Naturally all of the data collected through various means all over the world can be transmitted instantaneously across the world to central repositories via high-speed broadband connections, thus facilitating large-scale data analysis and problem solution. These few examples demonstrate that ICTs can do more in ensuring environmental protection and sustainability.

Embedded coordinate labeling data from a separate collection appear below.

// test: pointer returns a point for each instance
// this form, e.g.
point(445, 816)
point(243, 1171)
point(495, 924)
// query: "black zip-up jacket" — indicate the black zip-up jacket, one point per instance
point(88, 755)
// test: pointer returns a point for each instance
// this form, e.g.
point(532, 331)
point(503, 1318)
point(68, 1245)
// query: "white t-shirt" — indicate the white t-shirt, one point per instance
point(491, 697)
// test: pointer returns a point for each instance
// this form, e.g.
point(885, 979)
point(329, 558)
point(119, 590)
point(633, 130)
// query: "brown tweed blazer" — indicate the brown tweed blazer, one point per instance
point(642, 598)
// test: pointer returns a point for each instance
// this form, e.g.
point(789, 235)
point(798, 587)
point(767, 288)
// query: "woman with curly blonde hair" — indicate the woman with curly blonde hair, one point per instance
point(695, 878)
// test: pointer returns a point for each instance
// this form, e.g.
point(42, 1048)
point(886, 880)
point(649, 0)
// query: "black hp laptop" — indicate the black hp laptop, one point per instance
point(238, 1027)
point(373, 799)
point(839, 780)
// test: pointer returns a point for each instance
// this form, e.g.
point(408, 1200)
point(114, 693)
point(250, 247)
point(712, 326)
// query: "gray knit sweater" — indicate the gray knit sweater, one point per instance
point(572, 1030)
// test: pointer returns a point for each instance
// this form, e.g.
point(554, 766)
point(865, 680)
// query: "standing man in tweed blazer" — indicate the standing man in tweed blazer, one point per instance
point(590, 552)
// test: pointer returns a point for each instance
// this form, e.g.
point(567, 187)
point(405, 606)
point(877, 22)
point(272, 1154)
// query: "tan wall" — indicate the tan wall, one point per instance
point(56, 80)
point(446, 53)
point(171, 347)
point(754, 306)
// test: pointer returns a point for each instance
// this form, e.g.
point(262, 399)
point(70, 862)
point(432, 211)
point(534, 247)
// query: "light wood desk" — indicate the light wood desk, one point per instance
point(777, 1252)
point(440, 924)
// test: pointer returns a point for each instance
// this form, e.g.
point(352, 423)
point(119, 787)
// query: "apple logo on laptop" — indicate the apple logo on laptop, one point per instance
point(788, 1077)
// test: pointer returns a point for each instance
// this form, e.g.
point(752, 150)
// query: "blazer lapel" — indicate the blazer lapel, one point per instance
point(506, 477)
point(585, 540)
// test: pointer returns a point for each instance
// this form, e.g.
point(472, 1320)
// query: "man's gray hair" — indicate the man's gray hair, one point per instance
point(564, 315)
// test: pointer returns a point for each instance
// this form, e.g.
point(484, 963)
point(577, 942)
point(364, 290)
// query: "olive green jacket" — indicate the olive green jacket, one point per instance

ICTS AND ENVIRONMENTAL ANALYSIS
After collecting and storing environmental data through observation, there are various ICTs tools that can be used for computation and processing in order to perform the analysis. There are ICT tools that can assess the quality of land, soil and water. Some can be used to analyze atmospheric conditions including Greenhouse Gas (GHG) emissions and pollutants, track water quality and availability etc. For example, the use of grid computing and environmental modelling software has been helpful in developing and understanding of environmental complexity and the functioning of the ecosystems (ITU, 2008).
ICTS AND ENVIRONMENTAL PLANNING
Proper decision making must be based upon available information. Therefore, the environmental information that has been collected through observation and that has been assessed and analyzed using technology becomes relevant for decision making processes, policy formulation and planning. Using ICTs, this process includes classification of various environmental conditions. For example, environmental information to be used in the agricultural sector or forestry and protected areas may be elicited through the use of ICTs (Ospina& Heeks, (2010). Some will be in the areas of biodiversity, industrial pollution or GHG emissions.
This process also helps to anticipate environmental conditions and emergency scenarios. Explaining this further the ITU argues that monitoring systems using ICTs can be established to forecast the impact of natural and human made environmental disasters. For instance, an Environmental Impact Assessment (EIA) is an important tool used in environmental planning. Any country that is applying for a loan or grant from the World Bank is required to attach environmental planning that has been produced using an EIA. It is evident that ICTs can assist this process, amongst others, through communication with various stakeholders in collecting environmental information.
This paper was set out to explore environmental degradation: a dynamic interplay of socio-economic and ICT related activities. It has been discussed that ICTs constitute a range of potentials to enhance environmental sustainability in Nigeria. These include areas such as environmental studies, observation, analysis, planning, management and capacity building. In the context of Nigeria, such potential are well recognized due to the fact that ICTs have been acknowledged national wide as tools for socio-economic development. Moreover, Nigeria has formed national ICT policy that guides utilization of such technologies to hasted development achievement in various sector.